Charles Darwin described evolution as the cause of "endless forms most beautiful and most wonderful". Due to evolution's significance in the world, scientists have studied it for ages. One way to harness the power of evolution is to apply it to remote homology detection, where we attempt to determine whether a protein is evolutionarily related to a group of proteins. In 2009 and 2010, Kumar and Cowen introduced simulated evolution, a method for generating artificial protein sequences inspired by an evolutionary model, and showed that when incorporated into the training phase of a Hidden Markov Model, it could improve models to detect remote protein homologs. Remote Homology detection is important because it is an efficient way for scientists to predict the structure and function of newly discovered protein sequences. The number of such sequences is growing dramatically; however, the lack of prior knowledge and the shortage of proteins of solved 3D structure make the remote homology detection problem quite challenging. Moreover, the remoteness of sequence homology further exacerbates these difficulties because sequences are not easily compared.
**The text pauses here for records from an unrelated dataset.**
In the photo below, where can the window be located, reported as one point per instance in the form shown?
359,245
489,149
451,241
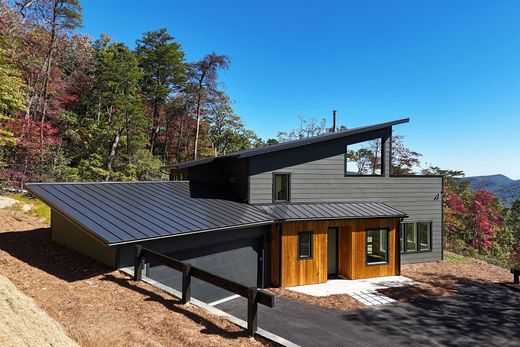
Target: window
364,158
424,229
377,246
411,237
281,190
416,236
305,245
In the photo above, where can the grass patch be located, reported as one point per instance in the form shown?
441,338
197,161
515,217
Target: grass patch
39,208
454,258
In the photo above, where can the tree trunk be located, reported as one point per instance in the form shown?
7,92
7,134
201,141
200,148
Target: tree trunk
112,153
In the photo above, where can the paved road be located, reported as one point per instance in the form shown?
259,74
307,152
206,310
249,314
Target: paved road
482,315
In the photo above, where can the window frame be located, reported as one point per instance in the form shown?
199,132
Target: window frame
288,174
387,255
345,166
311,244
418,237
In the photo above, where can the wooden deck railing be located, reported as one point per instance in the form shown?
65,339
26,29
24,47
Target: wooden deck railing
252,294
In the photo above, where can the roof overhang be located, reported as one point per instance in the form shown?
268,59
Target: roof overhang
290,144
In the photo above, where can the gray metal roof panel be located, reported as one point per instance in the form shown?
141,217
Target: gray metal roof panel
291,144
347,210
122,212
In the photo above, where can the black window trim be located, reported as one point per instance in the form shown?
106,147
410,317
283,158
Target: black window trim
345,166
387,261
288,187
418,246
311,244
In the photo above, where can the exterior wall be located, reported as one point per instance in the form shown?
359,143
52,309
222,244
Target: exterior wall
352,249
219,171
317,175
288,270
184,247
69,234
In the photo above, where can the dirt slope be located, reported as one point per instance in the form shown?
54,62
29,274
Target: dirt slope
97,306
23,323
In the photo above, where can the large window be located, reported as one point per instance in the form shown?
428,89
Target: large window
377,246
281,187
305,245
416,236
364,158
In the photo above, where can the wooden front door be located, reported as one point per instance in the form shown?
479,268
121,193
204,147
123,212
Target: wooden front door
332,251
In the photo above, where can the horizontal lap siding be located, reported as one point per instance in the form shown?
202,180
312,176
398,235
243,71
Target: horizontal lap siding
321,179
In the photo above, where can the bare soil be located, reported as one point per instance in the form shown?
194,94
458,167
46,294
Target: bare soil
442,278
23,323
98,306
340,301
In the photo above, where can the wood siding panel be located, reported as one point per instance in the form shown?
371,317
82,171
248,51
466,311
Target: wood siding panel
351,251
317,175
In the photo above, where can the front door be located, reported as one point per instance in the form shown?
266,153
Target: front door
332,251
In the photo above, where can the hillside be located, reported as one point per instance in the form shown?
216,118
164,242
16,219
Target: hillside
506,189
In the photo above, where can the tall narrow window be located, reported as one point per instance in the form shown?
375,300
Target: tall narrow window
377,246
305,245
411,237
281,187
425,229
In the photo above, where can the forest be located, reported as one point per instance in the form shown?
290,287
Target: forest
73,108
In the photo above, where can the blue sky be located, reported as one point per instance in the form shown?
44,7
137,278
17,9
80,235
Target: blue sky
453,67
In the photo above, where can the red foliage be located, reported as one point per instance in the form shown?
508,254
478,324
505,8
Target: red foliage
31,154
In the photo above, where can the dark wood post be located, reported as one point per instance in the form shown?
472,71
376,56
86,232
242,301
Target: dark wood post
138,264
186,283
252,310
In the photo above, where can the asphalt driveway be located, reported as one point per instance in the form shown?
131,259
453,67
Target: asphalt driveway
481,315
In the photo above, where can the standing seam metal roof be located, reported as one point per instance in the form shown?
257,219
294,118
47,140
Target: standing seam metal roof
128,212
291,144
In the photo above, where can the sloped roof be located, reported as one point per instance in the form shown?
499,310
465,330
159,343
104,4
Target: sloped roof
120,212
290,144
128,212
348,210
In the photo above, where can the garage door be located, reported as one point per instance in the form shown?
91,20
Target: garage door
237,261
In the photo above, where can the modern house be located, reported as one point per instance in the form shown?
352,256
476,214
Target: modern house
288,214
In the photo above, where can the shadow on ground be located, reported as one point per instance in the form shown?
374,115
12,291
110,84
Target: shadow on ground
174,304
480,314
36,248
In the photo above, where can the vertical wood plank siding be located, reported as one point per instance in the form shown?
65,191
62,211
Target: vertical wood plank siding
351,251
317,175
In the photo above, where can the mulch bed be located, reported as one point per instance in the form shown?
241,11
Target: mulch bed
441,278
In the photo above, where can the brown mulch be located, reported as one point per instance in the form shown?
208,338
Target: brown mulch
98,306
441,278
339,301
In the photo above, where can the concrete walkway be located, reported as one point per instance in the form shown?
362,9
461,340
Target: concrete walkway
364,291
482,315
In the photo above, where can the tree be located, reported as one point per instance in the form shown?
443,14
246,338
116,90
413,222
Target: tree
56,17
116,129
226,129
404,160
162,61
307,128
364,159
203,76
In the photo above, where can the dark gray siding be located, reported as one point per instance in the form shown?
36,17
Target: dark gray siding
233,254
317,175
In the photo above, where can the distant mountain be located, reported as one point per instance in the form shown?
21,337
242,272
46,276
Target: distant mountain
504,188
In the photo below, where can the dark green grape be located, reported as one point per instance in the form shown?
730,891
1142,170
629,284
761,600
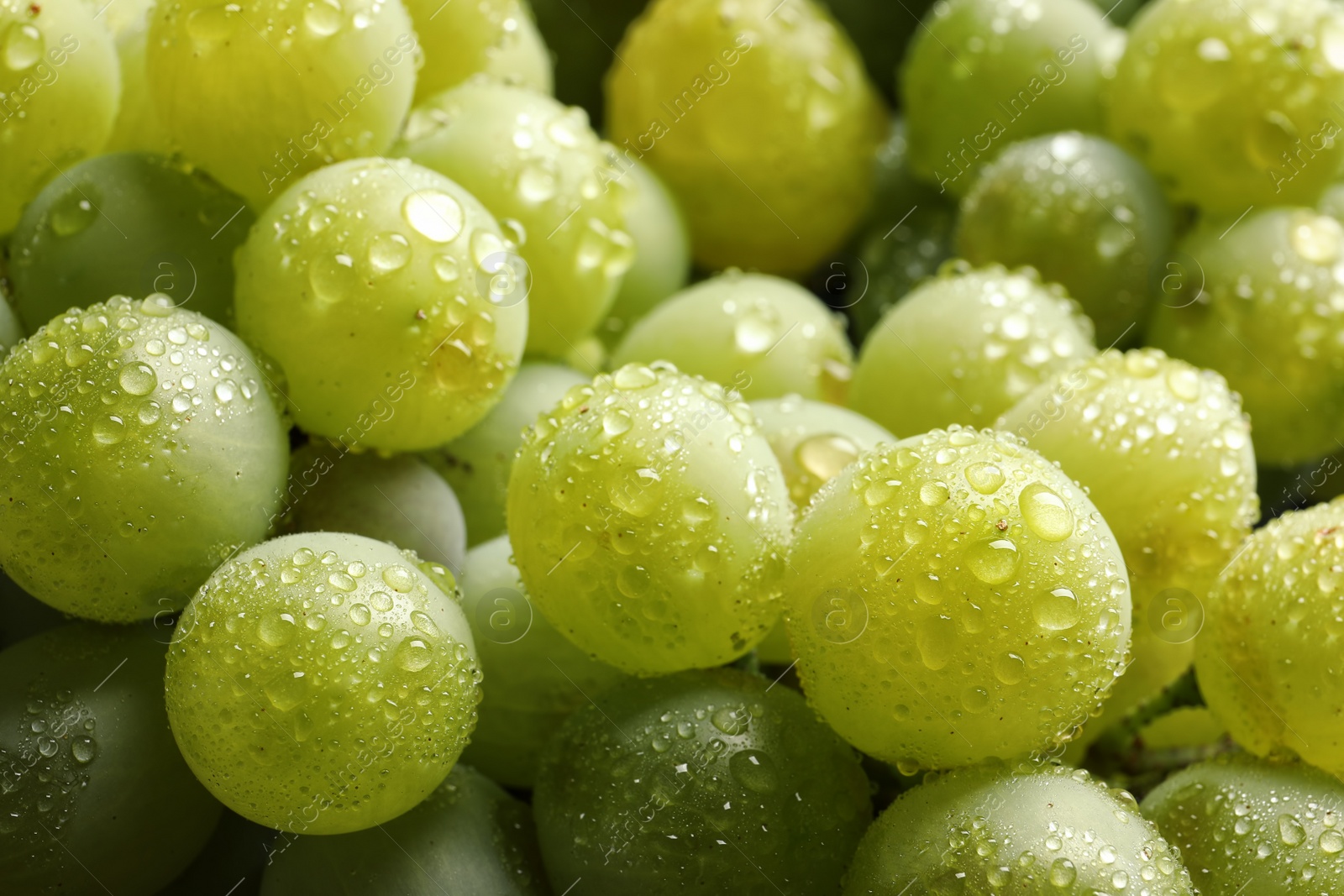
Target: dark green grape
467,839
710,781
94,797
128,224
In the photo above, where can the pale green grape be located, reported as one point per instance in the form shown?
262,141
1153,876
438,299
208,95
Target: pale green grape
1254,300
1249,826
1233,103
96,795
262,92
761,121
323,683
981,74
649,520
555,188
362,281
1085,215
1050,832
761,336
954,597
965,347
60,86
143,449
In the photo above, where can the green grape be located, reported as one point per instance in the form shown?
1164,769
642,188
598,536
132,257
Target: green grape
363,281
60,86
1233,102
761,121
1256,301
981,74
954,597
761,335
128,224
965,347
1166,454
1046,832
1084,214
535,676
467,839
649,520
710,781
1249,826
496,38
262,92
477,464
1267,658
118,423
557,191
323,683
96,797
396,499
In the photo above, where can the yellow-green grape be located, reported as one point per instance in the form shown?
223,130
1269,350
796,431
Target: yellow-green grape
965,347
981,74
496,38
537,678
121,423
1231,102
1258,301
1166,454
649,520
759,117
60,87
763,336
362,284
1048,832
323,683
956,597
1267,658
1249,826
554,186
477,464
262,92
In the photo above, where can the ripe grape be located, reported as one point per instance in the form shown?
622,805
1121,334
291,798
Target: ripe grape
956,597
1084,214
759,335
118,423
761,121
96,797
323,683
711,781
967,345
557,191
362,281
128,224
649,520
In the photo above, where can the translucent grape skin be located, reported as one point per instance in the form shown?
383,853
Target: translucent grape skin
376,317
768,157
759,335
710,781
323,683
97,799
1249,825
996,831
1041,203
1253,300
58,96
967,345
467,839
933,617
649,521
128,224
118,422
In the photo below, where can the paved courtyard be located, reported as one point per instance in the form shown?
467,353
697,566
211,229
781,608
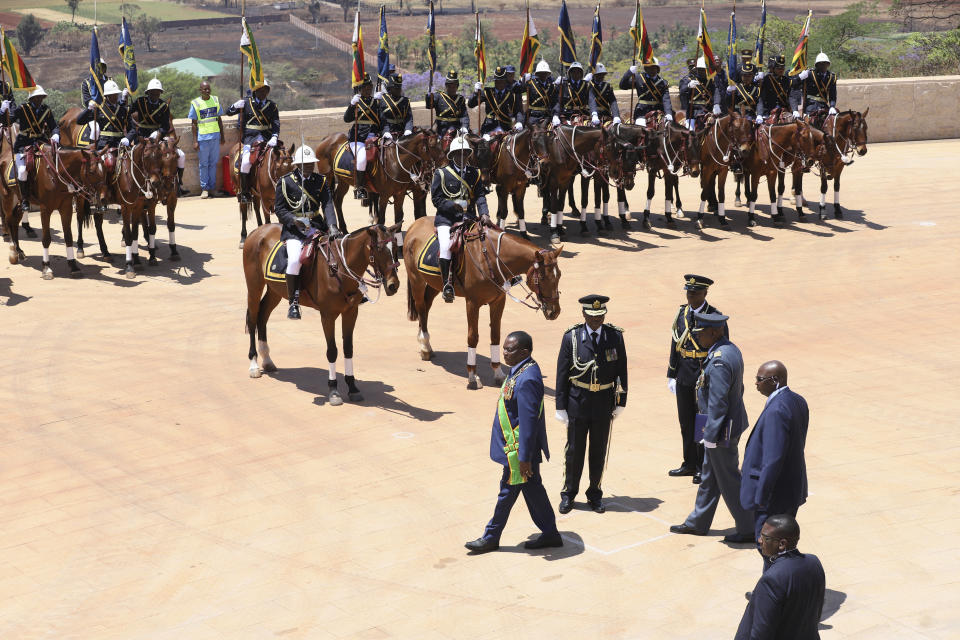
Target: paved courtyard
150,489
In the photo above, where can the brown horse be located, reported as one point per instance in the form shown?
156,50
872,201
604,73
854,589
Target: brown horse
847,132
492,260
362,258
271,164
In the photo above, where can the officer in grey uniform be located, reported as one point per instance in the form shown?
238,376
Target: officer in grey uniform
724,418
591,392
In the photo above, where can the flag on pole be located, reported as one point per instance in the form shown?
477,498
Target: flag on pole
596,40
761,35
356,76
529,46
126,54
383,49
480,55
800,53
568,49
638,29
703,38
432,44
732,45
249,47
20,78
96,88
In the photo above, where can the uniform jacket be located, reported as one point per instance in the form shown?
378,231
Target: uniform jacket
611,361
525,408
257,120
787,602
451,184
317,206
720,393
687,369
774,470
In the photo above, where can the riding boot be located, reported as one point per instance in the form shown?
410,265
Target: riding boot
447,292
180,190
293,293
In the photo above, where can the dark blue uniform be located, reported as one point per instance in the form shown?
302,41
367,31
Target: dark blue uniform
591,382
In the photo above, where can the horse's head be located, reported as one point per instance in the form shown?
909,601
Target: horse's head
381,257
543,279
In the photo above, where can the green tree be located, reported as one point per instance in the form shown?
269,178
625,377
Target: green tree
29,34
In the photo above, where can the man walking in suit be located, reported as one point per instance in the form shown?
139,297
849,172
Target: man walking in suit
519,435
774,470
720,399
591,391
787,602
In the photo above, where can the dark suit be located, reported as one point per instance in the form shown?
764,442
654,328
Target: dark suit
589,411
774,471
525,410
787,602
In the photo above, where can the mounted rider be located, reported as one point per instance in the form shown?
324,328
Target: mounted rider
653,92
259,123
817,89
152,118
37,127
394,108
450,108
502,105
458,193
303,204
364,113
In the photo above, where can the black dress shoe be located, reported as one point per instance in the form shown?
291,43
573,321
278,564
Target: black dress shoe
683,528
544,541
482,545
681,471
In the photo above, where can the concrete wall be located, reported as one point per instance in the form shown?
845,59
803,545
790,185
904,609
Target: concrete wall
901,109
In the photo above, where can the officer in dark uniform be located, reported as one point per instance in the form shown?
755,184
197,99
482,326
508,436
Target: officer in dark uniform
395,112
457,192
450,108
591,392
686,361
259,122
362,111
303,204
501,104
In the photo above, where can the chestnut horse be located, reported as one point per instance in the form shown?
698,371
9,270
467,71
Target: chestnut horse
363,259
492,260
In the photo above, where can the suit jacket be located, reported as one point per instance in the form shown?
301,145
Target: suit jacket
611,364
720,392
524,408
787,602
774,470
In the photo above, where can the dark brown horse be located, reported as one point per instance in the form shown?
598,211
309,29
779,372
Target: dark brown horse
271,164
363,259
492,260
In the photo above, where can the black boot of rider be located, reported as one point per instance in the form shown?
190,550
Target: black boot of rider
293,293
447,292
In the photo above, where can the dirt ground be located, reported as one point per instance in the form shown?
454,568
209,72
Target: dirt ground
150,489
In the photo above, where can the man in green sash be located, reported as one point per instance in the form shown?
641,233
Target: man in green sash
519,435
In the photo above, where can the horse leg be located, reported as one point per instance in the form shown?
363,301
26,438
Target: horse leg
347,323
496,315
329,331
473,338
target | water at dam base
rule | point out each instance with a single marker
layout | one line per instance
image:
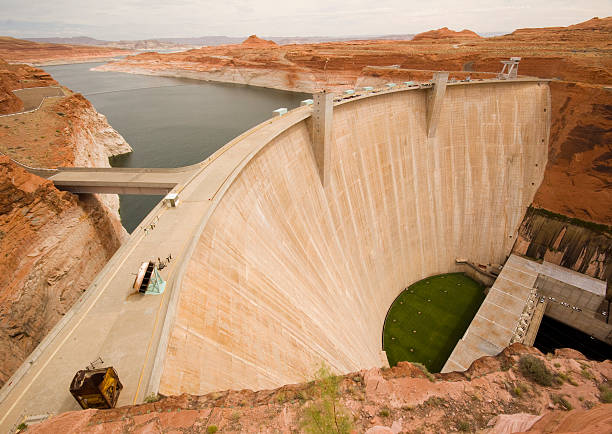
(169, 122)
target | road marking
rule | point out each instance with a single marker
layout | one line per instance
(69, 333)
(170, 277)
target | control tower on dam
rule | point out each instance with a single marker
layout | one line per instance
(292, 241)
(298, 263)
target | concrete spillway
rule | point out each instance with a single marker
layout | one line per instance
(287, 273)
(277, 268)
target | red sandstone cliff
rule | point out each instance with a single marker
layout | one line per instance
(492, 396)
(446, 33)
(578, 180)
(18, 50)
(52, 243)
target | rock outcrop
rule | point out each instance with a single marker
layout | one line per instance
(578, 179)
(18, 50)
(52, 243)
(446, 33)
(492, 396)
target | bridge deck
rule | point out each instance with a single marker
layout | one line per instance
(134, 181)
(112, 320)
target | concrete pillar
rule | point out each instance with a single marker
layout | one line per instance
(322, 117)
(435, 97)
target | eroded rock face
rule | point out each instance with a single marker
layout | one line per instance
(579, 176)
(52, 243)
(492, 396)
(446, 33)
(578, 179)
(19, 50)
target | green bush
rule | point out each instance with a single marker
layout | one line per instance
(423, 368)
(384, 412)
(154, 397)
(463, 426)
(326, 414)
(534, 369)
(562, 402)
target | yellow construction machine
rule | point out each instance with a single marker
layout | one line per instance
(96, 388)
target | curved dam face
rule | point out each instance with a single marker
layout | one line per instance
(288, 272)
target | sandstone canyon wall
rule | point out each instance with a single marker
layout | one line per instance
(492, 397)
(312, 271)
(578, 177)
(52, 243)
(40, 53)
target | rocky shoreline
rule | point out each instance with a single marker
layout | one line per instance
(52, 243)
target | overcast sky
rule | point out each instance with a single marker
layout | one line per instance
(143, 19)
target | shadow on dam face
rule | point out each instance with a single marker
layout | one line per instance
(287, 273)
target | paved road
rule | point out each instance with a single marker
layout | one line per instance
(112, 320)
(121, 181)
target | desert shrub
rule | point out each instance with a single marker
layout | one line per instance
(384, 412)
(154, 397)
(463, 426)
(423, 368)
(326, 414)
(562, 402)
(586, 373)
(534, 369)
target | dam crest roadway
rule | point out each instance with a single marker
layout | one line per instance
(331, 209)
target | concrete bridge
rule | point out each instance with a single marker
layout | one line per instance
(291, 242)
(120, 180)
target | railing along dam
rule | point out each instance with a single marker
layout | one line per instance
(289, 271)
(289, 251)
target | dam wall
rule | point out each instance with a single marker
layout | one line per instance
(287, 272)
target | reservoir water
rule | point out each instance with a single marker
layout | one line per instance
(169, 122)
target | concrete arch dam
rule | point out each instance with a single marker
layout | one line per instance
(288, 271)
(289, 251)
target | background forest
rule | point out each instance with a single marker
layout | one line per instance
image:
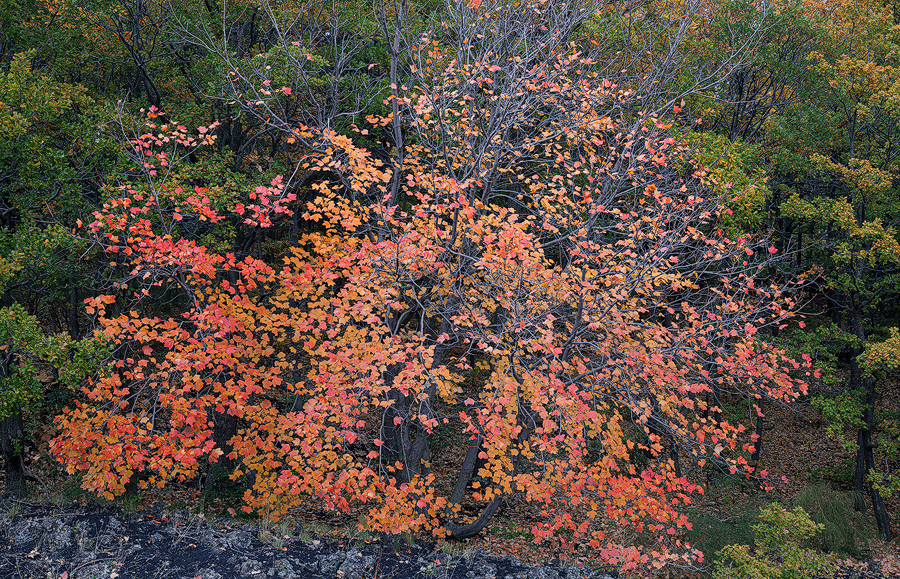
(429, 264)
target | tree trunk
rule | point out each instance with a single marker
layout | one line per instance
(224, 428)
(12, 443)
(865, 458)
(757, 444)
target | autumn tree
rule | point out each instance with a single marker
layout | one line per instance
(542, 268)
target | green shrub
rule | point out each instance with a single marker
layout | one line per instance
(845, 531)
(777, 552)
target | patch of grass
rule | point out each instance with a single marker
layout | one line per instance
(712, 530)
(846, 532)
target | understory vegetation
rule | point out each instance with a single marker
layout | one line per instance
(608, 283)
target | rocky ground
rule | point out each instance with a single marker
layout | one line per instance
(95, 542)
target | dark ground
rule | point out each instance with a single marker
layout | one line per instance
(78, 541)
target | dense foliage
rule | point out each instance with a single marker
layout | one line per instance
(296, 245)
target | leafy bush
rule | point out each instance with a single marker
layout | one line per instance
(844, 531)
(777, 552)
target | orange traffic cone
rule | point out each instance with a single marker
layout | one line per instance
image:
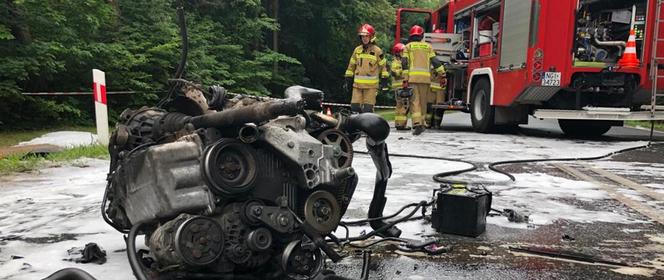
(629, 59)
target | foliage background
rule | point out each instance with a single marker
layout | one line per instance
(52, 45)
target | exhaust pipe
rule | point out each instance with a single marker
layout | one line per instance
(248, 133)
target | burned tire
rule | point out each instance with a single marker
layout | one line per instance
(482, 113)
(586, 129)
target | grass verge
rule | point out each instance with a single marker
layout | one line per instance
(22, 163)
(11, 138)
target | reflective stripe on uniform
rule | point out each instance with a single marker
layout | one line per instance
(416, 71)
(366, 80)
(419, 73)
(367, 56)
(419, 46)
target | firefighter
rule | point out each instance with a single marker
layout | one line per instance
(366, 71)
(418, 60)
(436, 95)
(396, 71)
(432, 95)
(438, 86)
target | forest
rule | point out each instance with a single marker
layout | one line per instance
(247, 46)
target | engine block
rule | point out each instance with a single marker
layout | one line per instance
(250, 189)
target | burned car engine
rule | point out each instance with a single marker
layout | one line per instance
(235, 185)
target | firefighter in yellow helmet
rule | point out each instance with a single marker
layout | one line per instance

Constructing probablistic models to approximate the mutation distribution of amino acids among alpha proteins, we show how to adapt Kumar and Cowen's simulated evolution paradigm to alpha-helical proteins. Particularly, we consider the problem of whether an HMM trained on members of an alpha-helical SCOP superfamily can recognize proteins in that superfamily from SCOP families missing from the training set. We show that our simulated evolution model improves the median AUC on this problem by 4.6% compared to HMMer 3.0a2 without simulated evolution, the de facto standard. On the important globin superfamily, our improvement is even more dramatic, improving the AUC of the ROC curve from 71.40% to 92.80%.